Once the entry exists in the Privacy settings, the authorization dialog no longer appears to the user. This can be troublesome during development, as you might want to return to an undetermined permission state.

The following command allows you to delete the entry in the Privacy settings:

tccutil reset Microphone <bundle.id>

Be careful; if <bundle.id> is not specified, the permission is reset for all apps on the system.

Accessing Audio Data

Everything is finally ready to receive audio data! We use AVAudioEngine for this.

I create a new function startAudio() that initializes an instance of AVAudioEngine and retrieves the input node. We then configure a “tap” on the input node that allows us to retrieve raw audio data in a buffer. The callback is called multiple times with the data stream. Finally, we call .prepare() and .start() on audioEngine to start listening.

I also create a stopAudio() function that stops the audioEngine and removes the tap. We call startAudio() in start() and stopAudio() in stop(), and we can update the listening flag.
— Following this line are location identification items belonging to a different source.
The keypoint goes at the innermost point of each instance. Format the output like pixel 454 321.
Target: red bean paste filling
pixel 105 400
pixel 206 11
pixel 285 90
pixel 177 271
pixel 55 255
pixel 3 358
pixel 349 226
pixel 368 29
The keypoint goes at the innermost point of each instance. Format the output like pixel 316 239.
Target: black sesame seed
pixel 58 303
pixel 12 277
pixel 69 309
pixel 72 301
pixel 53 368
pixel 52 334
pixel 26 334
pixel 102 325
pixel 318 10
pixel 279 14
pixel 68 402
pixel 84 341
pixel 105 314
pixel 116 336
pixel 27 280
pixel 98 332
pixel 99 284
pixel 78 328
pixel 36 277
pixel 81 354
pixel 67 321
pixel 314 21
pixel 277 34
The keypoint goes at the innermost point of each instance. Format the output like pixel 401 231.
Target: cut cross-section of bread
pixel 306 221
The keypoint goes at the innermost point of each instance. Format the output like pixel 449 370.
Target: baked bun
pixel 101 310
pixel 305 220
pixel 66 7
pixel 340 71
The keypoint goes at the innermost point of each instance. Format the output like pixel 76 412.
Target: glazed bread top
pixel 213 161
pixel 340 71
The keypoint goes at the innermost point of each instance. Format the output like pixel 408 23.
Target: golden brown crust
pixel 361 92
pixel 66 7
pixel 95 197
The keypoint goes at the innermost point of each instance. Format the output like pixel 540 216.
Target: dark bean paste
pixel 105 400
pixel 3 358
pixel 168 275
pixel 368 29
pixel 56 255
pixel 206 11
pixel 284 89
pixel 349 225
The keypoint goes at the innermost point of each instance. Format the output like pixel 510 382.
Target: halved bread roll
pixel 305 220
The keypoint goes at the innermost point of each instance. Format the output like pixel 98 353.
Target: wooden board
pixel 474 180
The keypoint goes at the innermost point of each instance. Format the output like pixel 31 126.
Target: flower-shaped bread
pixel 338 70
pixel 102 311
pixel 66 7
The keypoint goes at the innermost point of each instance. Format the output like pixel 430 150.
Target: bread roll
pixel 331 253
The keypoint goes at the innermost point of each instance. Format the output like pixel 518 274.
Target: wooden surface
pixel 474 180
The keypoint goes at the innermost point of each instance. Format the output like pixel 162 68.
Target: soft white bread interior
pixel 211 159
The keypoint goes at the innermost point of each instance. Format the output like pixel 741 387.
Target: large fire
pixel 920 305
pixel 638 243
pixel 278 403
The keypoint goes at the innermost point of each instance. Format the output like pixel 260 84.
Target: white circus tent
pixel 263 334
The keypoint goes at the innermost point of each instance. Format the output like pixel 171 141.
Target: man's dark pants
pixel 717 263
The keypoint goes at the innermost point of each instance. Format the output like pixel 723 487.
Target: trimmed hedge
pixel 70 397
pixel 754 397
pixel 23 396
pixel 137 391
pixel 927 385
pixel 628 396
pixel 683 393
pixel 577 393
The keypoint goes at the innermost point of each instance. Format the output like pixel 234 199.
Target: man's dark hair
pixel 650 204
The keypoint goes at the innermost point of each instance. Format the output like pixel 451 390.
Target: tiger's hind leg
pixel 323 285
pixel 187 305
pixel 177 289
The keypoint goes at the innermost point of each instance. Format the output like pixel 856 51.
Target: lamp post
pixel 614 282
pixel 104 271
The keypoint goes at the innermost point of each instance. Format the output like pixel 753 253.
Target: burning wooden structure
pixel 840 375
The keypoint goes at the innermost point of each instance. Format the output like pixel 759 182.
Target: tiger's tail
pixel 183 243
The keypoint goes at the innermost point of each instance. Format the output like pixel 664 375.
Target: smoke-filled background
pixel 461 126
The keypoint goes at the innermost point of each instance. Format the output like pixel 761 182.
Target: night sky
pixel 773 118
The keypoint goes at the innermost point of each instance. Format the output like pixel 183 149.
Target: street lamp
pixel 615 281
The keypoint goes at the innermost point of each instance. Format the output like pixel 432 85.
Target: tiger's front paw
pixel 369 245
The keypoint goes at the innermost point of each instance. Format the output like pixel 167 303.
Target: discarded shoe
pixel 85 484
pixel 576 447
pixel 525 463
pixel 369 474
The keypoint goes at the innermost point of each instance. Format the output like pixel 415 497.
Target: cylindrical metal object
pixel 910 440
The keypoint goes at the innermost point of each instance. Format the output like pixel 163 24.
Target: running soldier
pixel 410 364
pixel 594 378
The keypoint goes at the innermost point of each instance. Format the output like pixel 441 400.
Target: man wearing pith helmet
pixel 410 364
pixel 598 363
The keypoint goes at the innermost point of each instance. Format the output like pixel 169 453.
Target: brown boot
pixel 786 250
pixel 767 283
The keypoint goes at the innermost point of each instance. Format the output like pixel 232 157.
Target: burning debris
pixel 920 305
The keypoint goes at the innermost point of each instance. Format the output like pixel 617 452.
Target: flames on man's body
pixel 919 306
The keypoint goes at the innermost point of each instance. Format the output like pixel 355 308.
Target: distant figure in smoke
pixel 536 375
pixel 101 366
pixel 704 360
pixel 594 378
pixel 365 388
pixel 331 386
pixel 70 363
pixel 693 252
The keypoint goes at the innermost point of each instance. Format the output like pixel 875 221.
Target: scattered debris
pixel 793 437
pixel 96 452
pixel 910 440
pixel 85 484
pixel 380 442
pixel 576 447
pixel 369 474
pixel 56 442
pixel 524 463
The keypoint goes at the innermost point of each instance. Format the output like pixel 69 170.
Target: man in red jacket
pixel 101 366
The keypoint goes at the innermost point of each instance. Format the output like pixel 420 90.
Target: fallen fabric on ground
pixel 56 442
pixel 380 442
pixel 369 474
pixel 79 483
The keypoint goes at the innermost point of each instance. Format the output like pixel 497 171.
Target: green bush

class SpeechRecognitionController {
    // ...
    var audioEngine: AVAudioEngine!
    var inputNode: AVAudioInputNode!

    func start() async {
        // ...
        do {
            try startAudio()
        } catch {
            print("Failed to start audio: \(error)")
            return
        }
        listening = true
    }

    func stop() {   
        stopAudio()
        listening = false
    }
    
    func startAudio() throws {
        audioEngine = AVAudioEngine()
        inputNode = audioEngine.inputNode
        
        let recordingFormat = inputNode.outputFormat(forBus: 0)
        inputNode.installTap(onBus: 0, bufferSize: 1024, format: recordingFormat) { (buffer, time) in
            // receive audio data from buffer
        }
        
        audioEngine.prepare()
        try audioEngine.start()
    }
    
    func stopAudio() {   
        audioEngine.stop()
        inputNode.removeTap(onBus: 0)
    }
}

And there you go, everything is ready to transmit audio data to the speech recognition module.